Tenemos que escucharnos. En cada círculo. En cada lugar. Creo que aún no se ha vaciado todo el terror que hay en cada chilena y chileno. Hay que vacieralo y compartirlo. Es un paso indispensable para superarlo.
Y luego tenemos que acompañarnos. Mostrar que estamos juntos. Sdentir que el dolor de cada chilena y chileno es mí dolor. Por esto es tan importante la “Teletón” del viernes. No importa la plata. Lo que importa es sentirnos juntos, como una sola comunidad. Lo que importa es sacarnos de la retina la imagen que hemos visto en las última horas, que han mostrado lo peor de nosotros mismo: la imagen de los saqueos, pillajes y auto-defensas. Esto debemos borrarlo cuanto antes; y sólo se logra con una muestra masiva de solidaridad.
Pero nada borrará la huella que ha dejado el terremoto en el alma de los chilenos. Hermos visto que la muerte y el caos están más cerca de nosotros de lo que creíamos, que la vida es más valiosa y dificil de mantener en este territorio de lo que suponíamos, y que cada uno por sí mismo no se la puede arreglar para sobrevivir ni para proyectarse.
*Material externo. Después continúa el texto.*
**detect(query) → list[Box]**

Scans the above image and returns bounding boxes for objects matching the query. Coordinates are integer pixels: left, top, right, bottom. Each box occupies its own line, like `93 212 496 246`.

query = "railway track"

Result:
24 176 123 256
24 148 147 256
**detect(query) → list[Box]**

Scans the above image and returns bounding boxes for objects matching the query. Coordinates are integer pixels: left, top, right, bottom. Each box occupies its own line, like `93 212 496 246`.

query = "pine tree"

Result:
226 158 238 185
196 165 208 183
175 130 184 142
EUGENIO TIRONI (1951) es doctor en sociología de la Escuela de Altos Estudios en Ciencias Sociales, París. Investigador de Cieplan. Miembro del Consejo Superior de la Universidad Alberto Hurtado y director de Un Techo para Chile, Paz Ciudadana y Fundación Orquestas Juveniles e Infantiles. Ha sido profesor de diversas universidades en Chile y el extranjero. Autor o coautor de 22 libros, el último de los cuales es "Radiografía de una Derrota. O cómo Chile cambió sin que la Concertación se diera cuenta" (Uqbar, 2010).
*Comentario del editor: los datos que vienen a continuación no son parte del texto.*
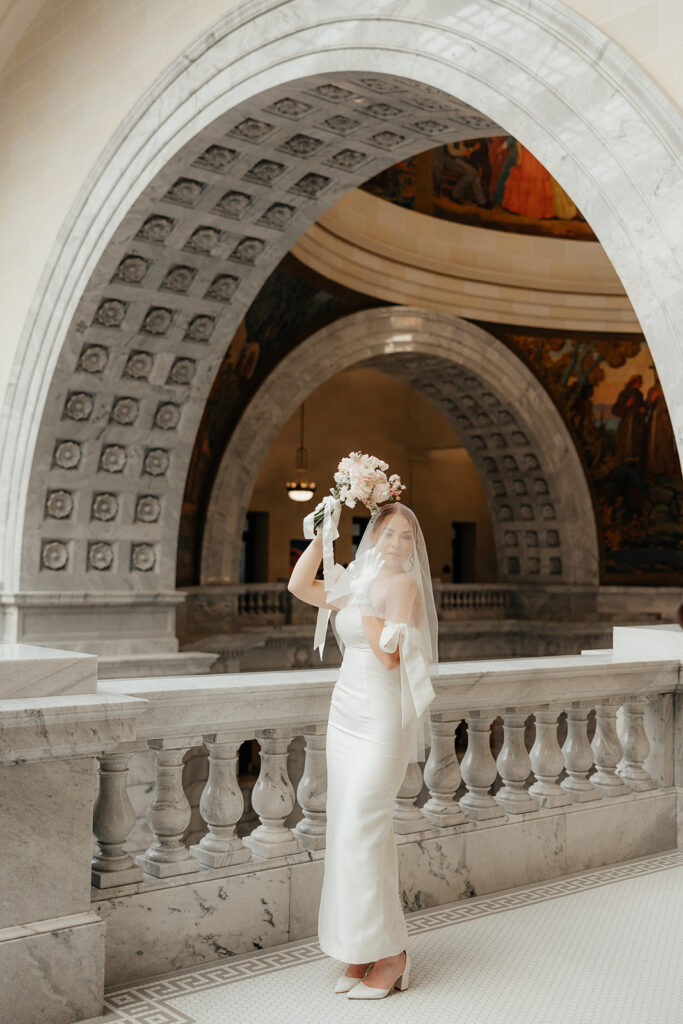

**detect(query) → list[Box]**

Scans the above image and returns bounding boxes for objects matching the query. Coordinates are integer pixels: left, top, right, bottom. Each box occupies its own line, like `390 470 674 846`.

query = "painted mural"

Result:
362 135 595 241
178 257 683 586
481 324 683 586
Tiempo habrá para evaluar. Primero habrá que reparar el alma.Pero a la hora que llegue permitame indignarme por anticipado con la presidenta, con su ministro de defensa y con todos aquellos asesores que ha hecho de este el más grande error que se ha cometido jamás.
Sergio
deberias dejar tu indignacion con la presidenta para otro momento. como digo Rodrigo Hapzenter (future ministro del interior) no es el momento de criticar las actuales y las futuras autoridades
Viejo no hay plazos para para criticar la imbecilidad y la tibiesa de caracter en momentos críticos en la que vidas humanas se pierden exponencialmente.Podríamos hacer una encuesta de popularidad no te parece?. Esta vez si que los milicos eran la mejor solución.
…como añoro el Chile de la semana pasada, con la chimuchina politica, la faràndula, etc. Dicen que niño chico es problema chico…me parece que Chile era aquel niño. Hasta me dan ganas de ser solidario con Piraña….esa onda.
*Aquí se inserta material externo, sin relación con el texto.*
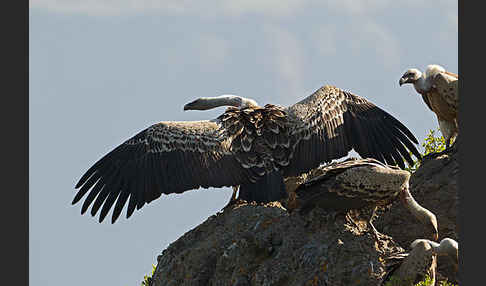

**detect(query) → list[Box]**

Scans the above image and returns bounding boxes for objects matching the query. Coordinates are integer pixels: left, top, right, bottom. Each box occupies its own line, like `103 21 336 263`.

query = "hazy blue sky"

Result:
29 0 458 286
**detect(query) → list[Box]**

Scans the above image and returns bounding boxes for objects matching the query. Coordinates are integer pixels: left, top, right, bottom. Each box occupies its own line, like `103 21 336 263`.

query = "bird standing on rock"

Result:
72 85 421 223
289 158 437 239
399 65 459 148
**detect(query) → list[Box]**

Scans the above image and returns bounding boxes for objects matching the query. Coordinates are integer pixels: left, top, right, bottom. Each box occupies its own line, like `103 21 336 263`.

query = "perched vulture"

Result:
72 85 420 223
380 238 459 286
286 158 438 240
399 65 459 148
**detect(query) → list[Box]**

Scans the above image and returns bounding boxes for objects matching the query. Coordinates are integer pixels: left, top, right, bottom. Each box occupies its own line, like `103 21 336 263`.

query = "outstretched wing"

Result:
72 121 253 223
286 85 421 176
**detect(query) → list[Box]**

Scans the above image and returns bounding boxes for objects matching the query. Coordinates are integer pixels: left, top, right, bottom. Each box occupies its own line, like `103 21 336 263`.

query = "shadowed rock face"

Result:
152 142 459 286
153 203 403 285
374 141 460 283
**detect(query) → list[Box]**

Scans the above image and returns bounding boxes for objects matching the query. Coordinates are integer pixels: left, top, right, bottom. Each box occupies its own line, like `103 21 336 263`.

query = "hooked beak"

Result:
398 77 407 86
184 99 198 111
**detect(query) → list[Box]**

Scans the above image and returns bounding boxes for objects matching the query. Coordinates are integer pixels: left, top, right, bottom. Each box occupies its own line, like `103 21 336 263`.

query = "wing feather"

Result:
432 72 459 112
73 121 254 223
285 86 420 176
No puedo dejar de comentar la estupidez infinita de la Alcaldesa de Concepciòn ,la tal Van ……, especialista en apagar incendios con bencina, con su permanente sonrisa bovina en su rostro enajenado y despachandose comentarios como …”de Santiago no ha llegado nada..” (sàbado en la mañana..¿sabrà cuanto demora en cargarse 200 camiones?) O ante la pregunta de las normas de construcciòn: “bueno, yo no soy constructora, soy mèdico…” ¡¡¡Primero que nada eres alcaldesa, mujer tonta, y tu obligaciòn es saberte al dedillo las normas de construcciòn….¡¡¡ Con una docena de personajes como esta en esta dificil hora en puestos claves, la nueva administraciòn va a hacer agua por todos lados.